Some months had passed when Margaret lived through a time in which death seemed very close at hand, and had her baby in her arms. She had not looked forward to this happily, but when it came, all motherhood awoke in her nature; all her love, pent up, and finding no outlet in another direction, flowed to this helpless and feeble creature. She lavished endless caresses upon it; she lived for it; she worshipped it.

Her letters to Grace, so scanty and so bare of any information, were now full of her infant, its progress, and its wonderful intelligence.

Mr. Drayton showed no feeling but that of jealousy in connection with it; but Margaret did not mind. It slept in her room, and she devoted herself to it.

Up to this time Mr.
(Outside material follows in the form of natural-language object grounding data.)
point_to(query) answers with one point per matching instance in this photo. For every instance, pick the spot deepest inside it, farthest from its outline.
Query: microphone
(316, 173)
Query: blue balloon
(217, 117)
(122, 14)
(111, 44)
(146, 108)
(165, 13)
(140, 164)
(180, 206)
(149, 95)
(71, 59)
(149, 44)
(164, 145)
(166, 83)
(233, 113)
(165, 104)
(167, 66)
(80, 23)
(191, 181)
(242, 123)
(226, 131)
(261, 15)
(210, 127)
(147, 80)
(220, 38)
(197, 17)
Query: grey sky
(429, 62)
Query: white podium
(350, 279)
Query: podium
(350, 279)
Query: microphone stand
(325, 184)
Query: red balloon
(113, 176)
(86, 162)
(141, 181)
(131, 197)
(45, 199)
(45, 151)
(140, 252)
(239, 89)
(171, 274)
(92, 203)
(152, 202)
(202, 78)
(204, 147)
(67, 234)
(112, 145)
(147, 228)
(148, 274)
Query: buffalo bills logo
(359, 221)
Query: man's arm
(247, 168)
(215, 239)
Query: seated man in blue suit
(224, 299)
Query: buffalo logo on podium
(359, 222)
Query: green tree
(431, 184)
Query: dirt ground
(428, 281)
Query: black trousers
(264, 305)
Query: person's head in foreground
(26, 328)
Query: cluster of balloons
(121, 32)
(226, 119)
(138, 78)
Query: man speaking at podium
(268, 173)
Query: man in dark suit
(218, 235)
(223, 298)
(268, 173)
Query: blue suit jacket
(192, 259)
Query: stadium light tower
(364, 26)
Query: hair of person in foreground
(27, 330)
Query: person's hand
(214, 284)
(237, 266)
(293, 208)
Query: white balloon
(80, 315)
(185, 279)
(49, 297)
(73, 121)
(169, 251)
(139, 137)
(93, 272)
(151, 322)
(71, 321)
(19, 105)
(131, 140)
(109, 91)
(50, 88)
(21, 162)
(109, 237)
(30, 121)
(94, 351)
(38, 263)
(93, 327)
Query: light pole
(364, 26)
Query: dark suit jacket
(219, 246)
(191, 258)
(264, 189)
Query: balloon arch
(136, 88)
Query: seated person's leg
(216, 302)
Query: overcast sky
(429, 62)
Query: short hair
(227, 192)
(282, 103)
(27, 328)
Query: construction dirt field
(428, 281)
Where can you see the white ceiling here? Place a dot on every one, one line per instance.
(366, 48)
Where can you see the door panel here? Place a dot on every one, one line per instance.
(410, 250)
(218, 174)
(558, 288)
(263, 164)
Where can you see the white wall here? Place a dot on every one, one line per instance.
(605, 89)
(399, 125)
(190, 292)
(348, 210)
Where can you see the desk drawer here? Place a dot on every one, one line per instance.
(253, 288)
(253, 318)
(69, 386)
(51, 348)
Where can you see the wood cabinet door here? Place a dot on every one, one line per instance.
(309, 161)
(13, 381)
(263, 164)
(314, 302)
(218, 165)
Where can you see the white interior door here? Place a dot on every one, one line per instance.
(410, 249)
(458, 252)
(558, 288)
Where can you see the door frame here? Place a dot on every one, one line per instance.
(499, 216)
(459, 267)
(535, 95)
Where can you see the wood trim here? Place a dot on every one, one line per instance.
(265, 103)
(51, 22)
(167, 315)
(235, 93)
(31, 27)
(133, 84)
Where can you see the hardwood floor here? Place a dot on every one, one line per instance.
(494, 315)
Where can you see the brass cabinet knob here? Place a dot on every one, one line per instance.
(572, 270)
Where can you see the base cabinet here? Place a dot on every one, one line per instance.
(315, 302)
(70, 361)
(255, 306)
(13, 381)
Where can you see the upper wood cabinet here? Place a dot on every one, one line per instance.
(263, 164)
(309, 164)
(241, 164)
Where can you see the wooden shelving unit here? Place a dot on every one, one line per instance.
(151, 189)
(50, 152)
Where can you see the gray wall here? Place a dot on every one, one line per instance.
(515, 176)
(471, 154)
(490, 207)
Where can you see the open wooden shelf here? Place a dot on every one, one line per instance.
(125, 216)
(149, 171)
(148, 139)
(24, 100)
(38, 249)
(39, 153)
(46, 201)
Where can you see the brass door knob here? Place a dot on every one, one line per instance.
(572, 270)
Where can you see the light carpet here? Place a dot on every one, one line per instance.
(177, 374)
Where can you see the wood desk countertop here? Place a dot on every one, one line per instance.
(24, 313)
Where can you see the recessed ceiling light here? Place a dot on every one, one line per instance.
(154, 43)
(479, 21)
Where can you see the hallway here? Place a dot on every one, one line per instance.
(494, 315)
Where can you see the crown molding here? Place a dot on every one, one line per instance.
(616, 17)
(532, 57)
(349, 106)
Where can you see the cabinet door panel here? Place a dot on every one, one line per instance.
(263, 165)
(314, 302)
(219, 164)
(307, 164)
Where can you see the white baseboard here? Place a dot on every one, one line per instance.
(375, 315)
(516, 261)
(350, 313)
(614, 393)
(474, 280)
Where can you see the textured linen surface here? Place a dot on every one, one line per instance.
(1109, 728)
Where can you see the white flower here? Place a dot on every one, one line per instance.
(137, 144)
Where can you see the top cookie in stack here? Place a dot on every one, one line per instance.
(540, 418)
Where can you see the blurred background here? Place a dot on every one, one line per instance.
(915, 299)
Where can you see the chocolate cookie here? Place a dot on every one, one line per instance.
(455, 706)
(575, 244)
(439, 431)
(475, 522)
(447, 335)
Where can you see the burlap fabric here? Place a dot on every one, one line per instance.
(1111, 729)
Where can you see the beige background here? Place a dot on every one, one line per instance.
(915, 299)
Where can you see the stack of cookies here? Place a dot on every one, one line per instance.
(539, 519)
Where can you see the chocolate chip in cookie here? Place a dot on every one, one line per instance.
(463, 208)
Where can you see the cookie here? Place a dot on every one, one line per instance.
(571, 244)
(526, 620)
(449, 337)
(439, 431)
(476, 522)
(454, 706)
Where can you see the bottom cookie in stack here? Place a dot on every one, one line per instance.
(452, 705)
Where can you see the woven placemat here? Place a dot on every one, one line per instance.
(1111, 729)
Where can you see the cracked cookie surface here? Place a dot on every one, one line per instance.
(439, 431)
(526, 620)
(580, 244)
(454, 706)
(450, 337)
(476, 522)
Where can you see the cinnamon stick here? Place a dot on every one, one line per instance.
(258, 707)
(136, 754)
Drayton had never again given her cause for fearing him.

Even the experienced servant pronounced him as well as any one, and he resumed his usual occupations.

One night Margaret was upstairs with her child—late.

There had been a thunder-storm, and the thunder was still growling in the distance. Rain came on, and as Margaret sat by her little one she felt only natural pity for any wayfarers on such a stormy night.

How it poured, and how dark the night was! She closed the shutters for fear of the baby's slumbers being disturbed by the loud splashing of the rain upon a lower roof of an outhouse, and was taking up her book again, when her husband walked into the room, looking perfectly wild, a paper in his hand. With great difficulty she got him to go downstairs with her, calling her nurse to go to the child.

Cautious, and seeing how frightfully excited he was, she sat down near the bell, and tried to speak to him quietly.

But she was frightened when she saw that the paper he held was the record of her opinion of his character, written in Germany—that she had meant to destroy, and had long forgotten.